|Syracuse, NY. First English Lutheran Church. Archimedes Russell and Melvin King, architects, 1911. Photo: Samuel D. Gruber 2007.|
|Syracuse, NY. First English Lutheran Church. Archimedes Russell and Melvin King, architects, 1911. Bell tower. Photo: Samuel D. Gruber 2016.|
Landmarks in the City: First English Lutheran Church (1911)
by Samuel D. Gruber
This summer, I'll be posting about some of the many landmarks in Syracuse and Onondaga County. These are buildings that have been recognized for their architectural, artistic or historic value and designated by the city as Local Protected Sites or placed on the State and National Register of Historic Places. One of these places is the lovely First English Lutheran Church at 501 James Street, just at the northeastern edge of Downtown. It was listed on the National Register in 1998.
Designed by leading Syracuse architect Archimedes Russell and his young partner, Melvin King, This and the near-contemporary (and very different) Saint Anthony of Padua Church on West Colvin Street were Russell's last ecclesiastical commissions. Russell had designed many important churches throughout the region, mostly as free interpretations of historicist styles - primarily variations on Romanesque and Gothic designs. King almost certainly contributed to this design and he would soon take over the firm from the aged and ailing Russell (he died in 1915 and king took over the firm).
Groundbreaking for the new building took place on April 18, 1910. The first service was held in the church on June 18, 1911. The beige sandstone church is striking from the outside for its incorporation of Mission style elements and Arts & Crafts detailing. Most notable is its unusual bell tower, flanked by lower towers, all topped with pyramidal red tile roofs.

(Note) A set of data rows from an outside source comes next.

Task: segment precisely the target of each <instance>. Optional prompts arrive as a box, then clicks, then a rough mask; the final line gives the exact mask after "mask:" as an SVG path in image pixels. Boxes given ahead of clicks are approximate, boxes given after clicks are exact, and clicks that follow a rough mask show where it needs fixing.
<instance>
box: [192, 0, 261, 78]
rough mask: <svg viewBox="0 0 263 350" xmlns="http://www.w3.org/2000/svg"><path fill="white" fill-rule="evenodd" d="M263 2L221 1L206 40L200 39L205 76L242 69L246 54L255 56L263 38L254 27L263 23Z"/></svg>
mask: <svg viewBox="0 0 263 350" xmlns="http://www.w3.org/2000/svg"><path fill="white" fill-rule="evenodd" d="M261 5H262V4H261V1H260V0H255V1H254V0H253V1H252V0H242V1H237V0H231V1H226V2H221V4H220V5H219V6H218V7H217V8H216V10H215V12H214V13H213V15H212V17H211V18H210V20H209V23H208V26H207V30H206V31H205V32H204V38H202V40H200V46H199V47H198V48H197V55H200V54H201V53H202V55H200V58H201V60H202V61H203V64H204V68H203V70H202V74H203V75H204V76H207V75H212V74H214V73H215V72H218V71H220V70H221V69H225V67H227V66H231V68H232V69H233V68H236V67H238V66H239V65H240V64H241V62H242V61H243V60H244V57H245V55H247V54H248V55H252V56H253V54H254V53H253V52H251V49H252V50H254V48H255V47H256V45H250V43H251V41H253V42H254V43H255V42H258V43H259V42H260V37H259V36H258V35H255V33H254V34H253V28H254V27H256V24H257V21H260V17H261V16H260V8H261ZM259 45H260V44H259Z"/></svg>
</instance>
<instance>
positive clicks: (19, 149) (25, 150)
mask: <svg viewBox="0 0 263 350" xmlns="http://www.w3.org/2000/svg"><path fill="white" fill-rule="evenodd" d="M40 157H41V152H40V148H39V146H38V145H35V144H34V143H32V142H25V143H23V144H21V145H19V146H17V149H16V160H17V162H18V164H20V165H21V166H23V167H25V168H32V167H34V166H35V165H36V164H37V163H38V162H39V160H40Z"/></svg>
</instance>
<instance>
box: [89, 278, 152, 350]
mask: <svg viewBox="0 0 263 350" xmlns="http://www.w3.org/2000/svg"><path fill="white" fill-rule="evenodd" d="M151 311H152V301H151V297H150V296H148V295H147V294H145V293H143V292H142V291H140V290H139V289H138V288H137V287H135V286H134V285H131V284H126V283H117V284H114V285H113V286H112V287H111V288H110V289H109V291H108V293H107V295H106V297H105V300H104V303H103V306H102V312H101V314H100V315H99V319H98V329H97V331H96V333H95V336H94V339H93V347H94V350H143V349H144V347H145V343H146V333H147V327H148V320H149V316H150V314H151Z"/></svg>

Inside, the church is very spare. the Post-Standard (June 19, 1911) gushed at the time of its opening of its brilliantly lighted auditorium with large balcony. The wide spacious feel, accented by a series of colorful stained glass memorial windows made by the Haskins Art Glass Co. of Rochester, a firm owned and operated by George Haskins, who some speculate has previously worked for Tiffany. The company started in 1890 as W. M. Page & Co. In 1893 it became Parkes, Collyer & Stacy before becoming Haskins & Collyer in 1895. In 1904 it became Haskins Art Glass.
Add for Haskins window from Baptist Yearbook (1919)
Haskins worked predominately in opalescent glass. In the main sanctuary these include two large cathedral glass windows, the immediate left and right after entering. These are arranged in geometric and architectural designs into which are inserted art glass busts of handsome heads, which may have come from the congregation previous church and been reused. Four other big windows are multi-section biblical scenes and landscapes made of opalescent glass.
One more big window is in the facade beneath the main tower. inside seen in the choir balcony, and this represent the Annunciation to the Shepherds (in memory of Christian and Katherine Cook). The colors of this window are very vivid.